I am currently user itertools' product() inside of a list comprehension, i.e. brute-forced, every permutation checked before returning a value. Here is the relevant part in Python 3:
from itertools import product
def cartesian_match(string, iterables):
"""Gets the phonetic spelling breakdown of a word via cartesian product.
Args:
string (str): String for which a matched spelling is wanted.
iterables (list): A list of lists of unknown number and length.
Each sublist contains only str elements.
Each sublist contains all possible spellings of a
phoneme.
Returns:
list: the first matched list of spelling units.
Example (simplified):
Args:
string = "python"
iterables = [
'p', 'pp'],['i', 'ie', 'y', 'igh'],['th'],['or', 'ou', 'e', 'o'],[
'nd', 'nn', 'n', 'ne']
Returns:
['p', 'y', 'th', 'o', 'n']
"""
return [x for x in product(*iterables) if "".join(x) == string][0]
For complex words, the cartesian product is large, tens of millions of permutations. Some words take upwards of 15 minutes to compute. I have thousands of words to analyze so speed is currently an issue.
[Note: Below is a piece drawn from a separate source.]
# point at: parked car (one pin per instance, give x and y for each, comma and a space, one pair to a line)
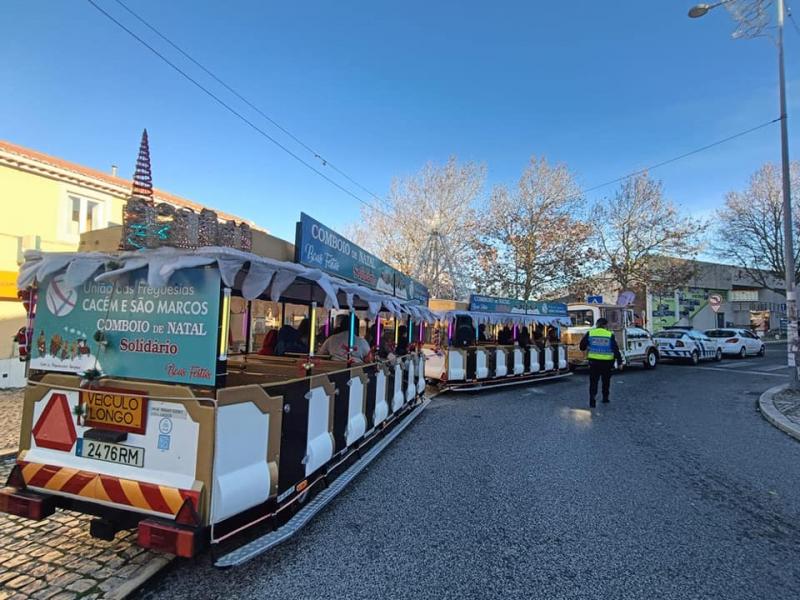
686, 344
738, 342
To speed things up, I need a function which returns the value as soon as it is discovered, rather than forming a cartesian product and having to run through each and every permutation. It would also allow me to optimize the sequence of elements inside each sub-list in order to get the matched value sooner.
My challenge is that I cannot figure out how to do this iteratively with an unknown number of lists of unknown length, and I've failed at any attempt to break out of a recursive function early.
Can anybody point me in the right direction?
for x in in product(*iterables):
if "".join(x) == string:
return x
BTW: your function is not recursive - the title of this question is misleading.